FYI THIS MONTH: DECEMBER 2004
HIGHLIGHTS OF DEVELOPMENTS IN WASHINGTON IMPACTING THE PHYSICS COMMUNITY FROM FYI, THE AMERICAN INSTITUTE OF PHYSICS BULLETIN OF SCIENCE POLICY NEWS
Audrey T. Leath, Richard M. Jones
fyithismonth@aip.org
WINNERS AND LOSERS: Now that the final omnibus FY 2005 appropriations bill has been signed into law by President Bush, it is possible to look at the results for the programs and agencies tracked regularly by FYI and determine how each one fared. After taking into account across-the-board reductions, the program that showed the greatest growth over fiscal year 2004 is NIST's Manufacturing Extension Partnership, with a 178.4% increase. The National Science Foundation's Math and Science Partnership Program experienced the deepest cut, of 43.0%. This analysis does not take into account changes in program content.

COMINGS AND GOINGS: Since the November 2 elections, many changes have been announced in President Bush's Administration. Three of these announcements affect federal S&T agencies. After serving as acting head of NSF since February, Arden Bement was confirmed as NSF Director. Deputy Treasury Secretary Samuel Bodman has been nominated to replace Spencer Abraham as Secretary of Energy, and Sean O'Keefe has announced that he is resigning as NASA Administrator to become chancellor at Louisiana State University's Baton Rouge campus.

HUBBLE SERVICING REPORT: NASA should send a space shuttle mission to service the Hubble Space Telescope, according to a National Research Council panel. The committee of experts found that the technological sophistication and aggressive development schedule needed for a robotic servicing mission made it "unlikely that NASA will be able to extend the science life of [the Hubble] through robotic servicing." The committee further concluded that the difference in risk of losing the shuttle and crew between a single shuttle mission to the Hubble and a single shuttle mission to the International Space Station was "extremely small," and that a shuttle servicing mission would be "highly likely to succeed."

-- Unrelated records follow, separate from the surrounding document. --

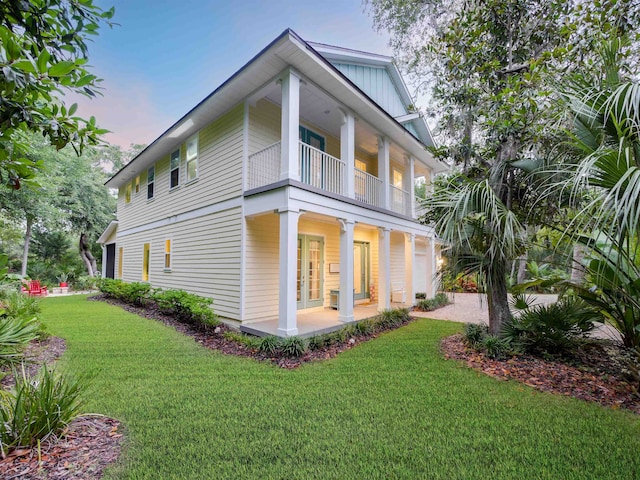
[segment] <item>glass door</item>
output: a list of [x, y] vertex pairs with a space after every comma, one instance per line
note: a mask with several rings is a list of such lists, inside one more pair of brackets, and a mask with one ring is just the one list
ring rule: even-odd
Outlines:
[[353, 298], [369, 298], [369, 243], [353, 242]]
[[298, 309], [321, 307], [324, 291], [324, 240], [309, 235], [298, 236]]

INTERNATIONAL STUDENT COMPARISONS: Two separate international comparisons of students in math and science provided mixed results for the U.S. The results of the third annual Trends in International Mathematics and Science Study (TIMSS) indicated that U.S. eighth- graders have improved in both science and math, while the performance of U.S. fourth-graders has stayed the same or even declined relative to other countries in the study. The study also showed that, internationally, gender differences were "negligible" in both science and math at the fourth-grade level. At the eighth-grade level, gender differences were not apparent in math, but in science, boys in most countries scored significantly higher than girls. In the most recent Program for International Student Assessment (PISA), U.S. 15-year-olds ranked below the average of participating countries in assessments of mathematics literacy and problem-solving skills.

SCIENCE AND POLITICS: Earlier this month, the American Association for the Advancement of Science hosted a seminar on the implications for science of the November elections. The speakers discussed the outlook for future science budgets, the political involvement of scientists, and the views of the American public on a variety of scientific issues.